The Polo Vivo and the below picture were snapped in Humansdorp, an agricultural town to the west of P.E. The rain was welcome, the whole country has been in the grip of a drought. In Cape Town we are on level 3 water restrictions, and are making desperate plans how we are going to get through till April when the winter rains arrive.



Still in Humansdorp, I saw a 2000-5 Toyota Condor converted into a hearse. All sorts of vehicles are used as hearses here, the Toyota Cressida station wagon was a popular option.


In Port Elizabeth I captured this beautiful Volvo in the somewhat gritty light industrial North End area, as well as the below Buick Riviera.


The Riv has Northern Cape plates. Plates from faraway places always set me daydreaming. The section of the R355 from Ceres in the Western Cape to Calvinia in the Northern Cape at 255kms is the longest dirt road in South Africa without a town or petrol station in between. This is the road from Cape Town to AfrikaBurn which takes place anually in the Tankwa Karoo, an arid semi-desert part of the Northern Cape.

I was standing wondering how to make a picture out of the God’s Time Car Wash, when this  Nissan GTR handily came along.


I’ve mentioned the Nissan Sani before, I heard this one coming long before I saw it, that delicious 6 cylinder wail carving through the traffic on its way to a call, no siren needed..


Down by the beach in the Summerstrand area a Kombi punting horse rides.


Opposite the Opera House part of a sculpture tribute to the Toyota Hi Ace and the Taxi industry. The Hi Ace underpins the huge minibus taxi industry which is a significant source of employment in a country struggling to create jobs.


Port Elizabeth has great architecture and is becoming a sought after destination to stay. Renault’s Clio is a popular purchase here.


The Addo Elephant Park, 72 kms outside Port Elizabeth, was created in 1931 to save 11 elephants in the area on the brink of extinction, and is now home to 350, plus many other species, in an area covering 120 000 hectares. We went for the day and got really close on a couple of occasions. On one occasion I had to fling the car into reverse and get out quickly, no one wins a stand off with an irritated elephant.

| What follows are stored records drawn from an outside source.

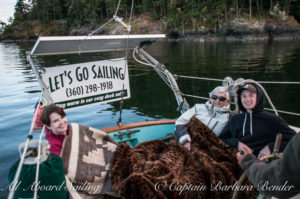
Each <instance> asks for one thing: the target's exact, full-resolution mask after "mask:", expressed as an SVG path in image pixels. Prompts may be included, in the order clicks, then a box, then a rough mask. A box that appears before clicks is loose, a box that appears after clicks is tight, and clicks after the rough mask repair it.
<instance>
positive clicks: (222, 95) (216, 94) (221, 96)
mask: <svg viewBox="0 0 300 199" xmlns="http://www.w3.org/2000/svg"><path fill="white" fill-rule="evenodd" d="M220 99H221V100H220ZM224 99H225V100H224ZM210 103H211V104H212V105H214V106H216V107H218V108H222V107H223V106H226V105H227V104H228V103H229V99H227V98H226V93H225V92H218V93H214V94H213V95H212V96H211V97H210Z"/></svg>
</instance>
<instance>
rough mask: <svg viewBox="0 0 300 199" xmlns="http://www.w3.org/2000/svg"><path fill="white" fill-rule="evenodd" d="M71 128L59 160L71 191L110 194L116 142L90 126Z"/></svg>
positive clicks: (103, 133)
mask: <svg viewBox="0 0 300 199" xmlns="http://www.w3.org/2000/svg"><path fill="white" fill-rule="evenodd" d="M70 127H71V128H70V131H69V135H68V136H66V138H65V140H64V143H63V148H62V151H61V157H62V160H63V163H64V168H65V173H66V176H67V177H68V179H69V180H70V182H71V183H72V184H73V186H74V189H75V190H76V191H79V192H83V193H86V194H90V195H95V194H103V193H105V192H107V191H111V179H110V175H109V168H110V162H111V159H112V156H113V153H114V151H115V149H116V147H117V143H116V141H115V140H113V139H112V138H111V137H109V136H108V135H107V134H106V133H105V132H103V131H100V130H97V129H94V128H91V127H87V126H83V125H79V124H74V123H73V124H71V125H70Z"/></svg>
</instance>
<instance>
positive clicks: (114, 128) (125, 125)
mask: <svg viewBox="0 0 300 199" xmlns="http://www.w3.org/2000/svg"><path fill="white" fill-rule="evenodd" d="M174 123H175V120H156V121H148V122H138V123H131V124H124V125H120V126H113V127H108V128H105V129H101V130H102V131H104V132H106V133H110V132H113V131H120V130H124V129H131V128H138V127H143V126H153V125H161V124H174Z"/></svg>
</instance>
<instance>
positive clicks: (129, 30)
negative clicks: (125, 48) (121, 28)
mask: <svg viewBox="0 0 300 199" xmlns="http://www.w3.org/2000/svg"><path fill="white" fill-rule="evenodd" d="M133 5H134V0H132V1H131V10H130V16H129V24H128V26H127V31H128V36H127V41H126V56H125V57H126V58H127V57H128V54H129V51H128V45H129V35H130V31H131V19H132V14H133Z"/></svg>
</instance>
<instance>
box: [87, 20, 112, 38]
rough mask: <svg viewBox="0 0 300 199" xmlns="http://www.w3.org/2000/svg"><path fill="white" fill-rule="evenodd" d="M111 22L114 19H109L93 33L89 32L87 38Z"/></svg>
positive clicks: (92, 34) (100, 29)
mask: <svg viewBox="0 0 300 199" xmlns="http://www.w3.org/2000/svg"><path fill="white" fill-rule="evenodd" d="M112 20H114V18H111V19H110V20H108V21H107V22H106V23H105V24H103V25H102V26H100V27H99V28H97V29H96V30H94V31H93V32H91V33H90V34H89V36H92V35H93V34H95V33H96V32H98V31H99V30H101V29H102V28H103V27H104V26H106V25H107V24H109V23H110V22H111V21H112Z"/></svg>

A striped Tiger seen far from home in the park, a Danish registered Kombi, Synchro I guess. At the park restaurant English is not necessarily the predominant language! Tourists from around the world flock here to absorb the African bush.



The next day I travelled to Uitenhage, the home of the VW assembly plant. Volkswagen’s have been made here since 1951. Before that, from 1946, Studebakers were assembled in the same plant for a time, as well as Austins.

The above VW beach buggy itteration was very popular in the 70’s, especially with fishermen, they don’t rust, travel well on the sand, and are lockable. I have just one question, how did they get in and out? People really were thinner then..

I had been to the VW Pavillion static display next to the factory the year before, and was hoping to do the factory tour. VW were offering the tour on Radio Algoa as a holiday activity, so I was bit miffed when I phoned to hear the tours were only starting the following week.


the ubiqitous Nissan 1400 Champ in Uitenhage.


This Nissan Exa looks like it leads a tough life but is in great shape, same for the Skyline.


Down at the bottom end of town in the scrapyards I captured this Bedford. Commercial vehicles never used to interest me, but it’s changing..


The Hyundai has a smart attractive interior. It’s standout feature is how spacious it is. I am 6’2 and fairly broad, and after approx 1200 kms I can say it was really comfortable.


A final picture of the Grand i10 covered in Addo dust, with a suitably grand entrance, and a cruise ship in Port Elizabeth harbour in the distance. Hyundai got all the important bits right on this car, I know a lot of people I will be telling to try it out!